The plaintiff lessees recovered a judgment for the cost of working and seeding land owned by the defendant lessor. The defendant appeals.
The defendant leased farm land to the plaintiffs for a term of seven years. The plaintiffs were to work the soil and purchase and grow grass seed, all at plaintiffs' expense. The rent was to be one-third of the yearly crop. The lease provided:
"Should the within demised premises be sold by first party [lessor] prior to the expiration of the term herein, then and in that event, the first party shall pay to second parties [lessees] the prevailing rate for the hours of machine hire involved in working ground and planting seed together with the cost of seed and fertilizer used with the seed, at the time of planting. Payment required of the first party under this provision of the lease shall be proportional to the number of years this lease has run and for each additional year will decrease, provided however that in the event this lease runs for the term set out, then and in that event, parties of the second part shall pay all costs set out in this paragraph."

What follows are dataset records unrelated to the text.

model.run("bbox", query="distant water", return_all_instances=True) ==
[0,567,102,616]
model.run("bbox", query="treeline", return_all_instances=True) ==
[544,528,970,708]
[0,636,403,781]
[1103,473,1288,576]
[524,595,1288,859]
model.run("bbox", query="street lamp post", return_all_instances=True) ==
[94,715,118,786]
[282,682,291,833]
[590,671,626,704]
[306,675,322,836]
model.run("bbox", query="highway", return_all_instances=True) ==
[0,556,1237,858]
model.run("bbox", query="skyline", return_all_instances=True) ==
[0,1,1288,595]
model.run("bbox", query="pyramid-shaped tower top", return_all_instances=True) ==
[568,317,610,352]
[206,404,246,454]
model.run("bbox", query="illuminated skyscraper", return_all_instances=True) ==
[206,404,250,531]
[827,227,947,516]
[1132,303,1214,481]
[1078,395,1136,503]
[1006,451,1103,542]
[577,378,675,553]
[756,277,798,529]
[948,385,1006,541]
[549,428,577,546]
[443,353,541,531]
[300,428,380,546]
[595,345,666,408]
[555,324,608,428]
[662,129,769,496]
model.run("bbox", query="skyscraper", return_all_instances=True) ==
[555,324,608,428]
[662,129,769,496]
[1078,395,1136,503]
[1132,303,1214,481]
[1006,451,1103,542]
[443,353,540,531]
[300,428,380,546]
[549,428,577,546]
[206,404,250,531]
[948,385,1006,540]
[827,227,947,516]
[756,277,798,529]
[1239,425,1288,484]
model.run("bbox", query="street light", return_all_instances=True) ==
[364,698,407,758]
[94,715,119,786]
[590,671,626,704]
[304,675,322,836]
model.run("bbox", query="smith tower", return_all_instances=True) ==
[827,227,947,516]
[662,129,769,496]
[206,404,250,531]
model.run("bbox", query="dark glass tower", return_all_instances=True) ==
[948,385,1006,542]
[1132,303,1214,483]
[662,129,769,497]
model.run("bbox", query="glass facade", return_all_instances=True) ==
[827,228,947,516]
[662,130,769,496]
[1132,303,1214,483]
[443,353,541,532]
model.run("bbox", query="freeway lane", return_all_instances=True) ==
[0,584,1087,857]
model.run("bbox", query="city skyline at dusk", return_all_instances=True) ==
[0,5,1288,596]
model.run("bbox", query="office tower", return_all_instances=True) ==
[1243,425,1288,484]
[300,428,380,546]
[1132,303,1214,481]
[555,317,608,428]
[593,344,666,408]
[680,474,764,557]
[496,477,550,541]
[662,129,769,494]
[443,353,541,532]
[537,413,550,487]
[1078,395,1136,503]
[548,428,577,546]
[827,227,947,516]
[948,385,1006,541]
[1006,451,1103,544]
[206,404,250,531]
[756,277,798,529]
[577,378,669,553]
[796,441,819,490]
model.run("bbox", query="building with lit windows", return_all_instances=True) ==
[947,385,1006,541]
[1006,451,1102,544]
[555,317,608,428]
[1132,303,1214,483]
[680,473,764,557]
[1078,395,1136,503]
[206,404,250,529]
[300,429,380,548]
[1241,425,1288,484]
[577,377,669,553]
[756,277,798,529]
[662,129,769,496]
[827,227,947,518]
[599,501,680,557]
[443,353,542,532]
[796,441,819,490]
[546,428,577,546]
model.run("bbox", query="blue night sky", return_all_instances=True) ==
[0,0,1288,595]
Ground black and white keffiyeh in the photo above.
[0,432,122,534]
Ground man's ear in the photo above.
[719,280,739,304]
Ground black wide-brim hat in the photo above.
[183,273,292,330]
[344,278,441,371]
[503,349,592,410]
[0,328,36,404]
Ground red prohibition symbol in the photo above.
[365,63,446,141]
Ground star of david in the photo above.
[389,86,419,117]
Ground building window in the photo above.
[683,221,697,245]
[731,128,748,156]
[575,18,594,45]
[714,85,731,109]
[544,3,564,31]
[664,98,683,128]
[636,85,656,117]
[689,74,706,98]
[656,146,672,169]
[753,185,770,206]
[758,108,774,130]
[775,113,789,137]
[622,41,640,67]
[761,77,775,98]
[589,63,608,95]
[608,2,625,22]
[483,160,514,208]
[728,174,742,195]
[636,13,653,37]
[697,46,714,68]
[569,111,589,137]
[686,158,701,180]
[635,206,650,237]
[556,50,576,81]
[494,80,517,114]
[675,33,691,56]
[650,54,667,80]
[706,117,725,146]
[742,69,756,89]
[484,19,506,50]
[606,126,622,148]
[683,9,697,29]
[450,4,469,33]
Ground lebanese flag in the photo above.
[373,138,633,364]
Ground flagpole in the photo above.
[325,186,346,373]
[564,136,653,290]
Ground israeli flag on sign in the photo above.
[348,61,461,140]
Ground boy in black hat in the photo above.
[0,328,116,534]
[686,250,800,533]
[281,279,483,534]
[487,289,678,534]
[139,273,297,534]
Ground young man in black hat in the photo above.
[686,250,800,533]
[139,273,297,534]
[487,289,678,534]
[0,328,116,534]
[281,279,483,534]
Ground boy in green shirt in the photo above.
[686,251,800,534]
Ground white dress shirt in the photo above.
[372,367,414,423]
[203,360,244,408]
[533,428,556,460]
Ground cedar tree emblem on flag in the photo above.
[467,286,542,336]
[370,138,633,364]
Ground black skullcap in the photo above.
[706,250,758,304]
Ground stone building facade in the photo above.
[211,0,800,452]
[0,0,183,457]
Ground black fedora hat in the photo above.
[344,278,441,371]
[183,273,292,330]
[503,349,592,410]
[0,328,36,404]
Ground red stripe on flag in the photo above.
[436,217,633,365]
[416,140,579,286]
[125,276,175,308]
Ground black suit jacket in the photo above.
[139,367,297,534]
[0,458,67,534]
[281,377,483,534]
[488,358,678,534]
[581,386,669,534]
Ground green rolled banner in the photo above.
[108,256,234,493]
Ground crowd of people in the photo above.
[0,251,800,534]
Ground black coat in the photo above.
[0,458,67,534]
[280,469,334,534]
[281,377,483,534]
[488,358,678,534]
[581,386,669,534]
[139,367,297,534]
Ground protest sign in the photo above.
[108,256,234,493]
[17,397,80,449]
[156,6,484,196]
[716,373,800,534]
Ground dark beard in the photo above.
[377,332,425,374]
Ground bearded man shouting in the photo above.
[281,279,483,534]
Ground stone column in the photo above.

When three years still remained on the lease, the defendant entered into a contract with third persons to sell the land. The contract of sale provided:
"It is specifically understood and agreed between the parties hereto that all plow land of the above described premises lying north and east of the State Highway Number 214, save and except therefrom that portion of said lands occupied by the house and out-buildings of seller are subject to a crop lease agreement, a copy of which is hereto attached, dated August 31, 1964 between seller as lessor and Ralph Mollet and Mary Mollett as lessees, which lease commenced October 20, 1963 and shall terminate on October 19, 1970, it being understood that the land covered by said lease shall not be a part of the land being sold under this contract until October 20, 1970, on which date said leased premises shall automatically become a part of the land being sold under this contract the same as if said land had been included on the date hereof. It is further understood that seller shall be fully obligated under said lease agreement and that purchasers have no obligation whatsoever thereunder, however, seller shall pay all proceeds received under said lease agreement to purchasers forthwith upon receipt of the same from lessees. Seller further covenants that said lessees have been given the opportunity to purchase the above described premises under the same terms and conditions as set forth hereunder and that said lessees have declined in writing to said offer."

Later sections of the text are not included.